Tom Haydon also lives in Parker County. Haydon says he encountered the same problems with his water well last spring.
“It cost me $3,000.00 for the well and then $1,500.00 more to get it dropped 80 feet,” Haydon told FOX 4.
“It just makes me mad.”
Norman, Bales, and Haydon all had to spend thousands of dollars to drill deeper water wells at their rural homes west of Fort Worth. While they cannot prove why their wells went dry, they point to one huge water user, the natural gas industry.
“They’re given carte-blanche,” said Wise County Resident, Tracy Smith.
“They can do whatever they want. They can use as much as they want,” Smith told FOX 4.
Natural gas drilling companies rely on a process known as “fracking,” which involves pumping thousands of gallons per minute down newly drilled gas wells to break-up the Barnett Shale rock and allows for the flow of natural gas back up the well.

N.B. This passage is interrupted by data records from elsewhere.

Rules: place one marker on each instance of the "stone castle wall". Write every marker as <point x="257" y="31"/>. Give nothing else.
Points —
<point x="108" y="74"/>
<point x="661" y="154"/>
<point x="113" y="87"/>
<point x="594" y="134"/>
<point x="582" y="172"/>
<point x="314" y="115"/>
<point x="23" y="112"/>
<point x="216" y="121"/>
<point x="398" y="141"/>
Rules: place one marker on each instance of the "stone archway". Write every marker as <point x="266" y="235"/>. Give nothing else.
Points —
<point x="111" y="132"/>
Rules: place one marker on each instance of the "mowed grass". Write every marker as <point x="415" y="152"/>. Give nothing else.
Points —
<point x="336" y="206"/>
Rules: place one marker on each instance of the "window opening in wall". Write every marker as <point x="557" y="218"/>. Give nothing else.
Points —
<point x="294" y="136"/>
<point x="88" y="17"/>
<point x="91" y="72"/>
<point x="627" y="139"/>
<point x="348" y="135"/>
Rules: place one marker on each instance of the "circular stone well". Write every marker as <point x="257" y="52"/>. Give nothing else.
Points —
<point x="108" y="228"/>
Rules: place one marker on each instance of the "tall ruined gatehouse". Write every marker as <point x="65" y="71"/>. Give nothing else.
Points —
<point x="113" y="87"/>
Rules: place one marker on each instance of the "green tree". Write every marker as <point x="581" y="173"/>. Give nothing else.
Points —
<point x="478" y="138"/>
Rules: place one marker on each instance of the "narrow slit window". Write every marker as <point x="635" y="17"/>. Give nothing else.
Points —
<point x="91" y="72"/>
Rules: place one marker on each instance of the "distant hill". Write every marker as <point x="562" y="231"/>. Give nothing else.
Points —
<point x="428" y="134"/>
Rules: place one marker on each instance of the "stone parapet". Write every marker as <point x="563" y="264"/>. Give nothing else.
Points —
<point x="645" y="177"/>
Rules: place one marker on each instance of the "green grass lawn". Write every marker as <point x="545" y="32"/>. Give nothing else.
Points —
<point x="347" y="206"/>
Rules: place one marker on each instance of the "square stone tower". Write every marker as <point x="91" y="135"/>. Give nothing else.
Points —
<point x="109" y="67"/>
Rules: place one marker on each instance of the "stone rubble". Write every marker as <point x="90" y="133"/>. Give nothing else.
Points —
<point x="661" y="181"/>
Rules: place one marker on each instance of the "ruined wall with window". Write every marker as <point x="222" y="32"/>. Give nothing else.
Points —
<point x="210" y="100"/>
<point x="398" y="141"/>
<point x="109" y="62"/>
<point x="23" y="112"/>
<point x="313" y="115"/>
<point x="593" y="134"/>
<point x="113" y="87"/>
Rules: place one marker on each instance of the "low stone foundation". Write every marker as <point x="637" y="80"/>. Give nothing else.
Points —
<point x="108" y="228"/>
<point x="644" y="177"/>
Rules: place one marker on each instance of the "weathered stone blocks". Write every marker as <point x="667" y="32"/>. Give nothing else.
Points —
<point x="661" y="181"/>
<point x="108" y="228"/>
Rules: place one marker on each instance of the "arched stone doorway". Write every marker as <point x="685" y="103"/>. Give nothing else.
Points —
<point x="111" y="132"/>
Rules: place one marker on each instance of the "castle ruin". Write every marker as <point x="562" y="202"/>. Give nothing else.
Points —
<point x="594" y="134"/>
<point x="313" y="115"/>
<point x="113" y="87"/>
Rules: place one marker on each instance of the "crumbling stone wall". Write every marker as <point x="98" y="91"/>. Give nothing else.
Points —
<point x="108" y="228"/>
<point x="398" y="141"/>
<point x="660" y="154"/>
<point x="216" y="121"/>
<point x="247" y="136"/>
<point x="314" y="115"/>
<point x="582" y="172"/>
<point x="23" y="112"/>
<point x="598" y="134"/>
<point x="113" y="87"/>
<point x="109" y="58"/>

FOX 4 spoke with Steve Campbell of Chesapeake Energy about the process.
“You’re probably looking at 50 – 70,000 barrels, per well…which is a little over three million gallons,” Campbell explained to FOX 4. And that 50,000 to 70,000 barrels of water per well is just to get gas production started. Campbell says it’s not so much.
“The oil and gas industries combined will use less than one percent of the water consumption in the Fort Worth vicinity,” Campbell told FOX 4’s Paul Adrian.
The Texas Water Development Board agrees that if you combine the water used in 20 counties in North Texas including Dallas and Tarrant Counties from all water sources, it is true to say "less than one percent" is used by the gas drilling industry. But the water usage story changes when you look at individual, rural counties where private water wells are going dry.
According to the state, in 2005 one out of every twenty five gallons of water used in Parker County went to natural gas production. But by 2010, if demand stays high, the state predicts the industry will use one out of every three gallons of Parker County’s water, which largely comes from groundwater sources.
"There’s no other source of water so, that’s part of the problem,” said Tom Haydon.
“I think the drilling activity has certainly hurt the water situation.”
Parker County is not alone. By 2010 the Texas Water Development Board estimates substantial portions of the water supply in seven counties of the Barnett Shale region will go to natural gas production. The state projects: right percent in Hill County; nine percent in Wise County; ten percent in Hamilton County; 16 percent in Johnson County; 18 percent in Hood County; 33 percent in Parker County; 52 percent in Jack County.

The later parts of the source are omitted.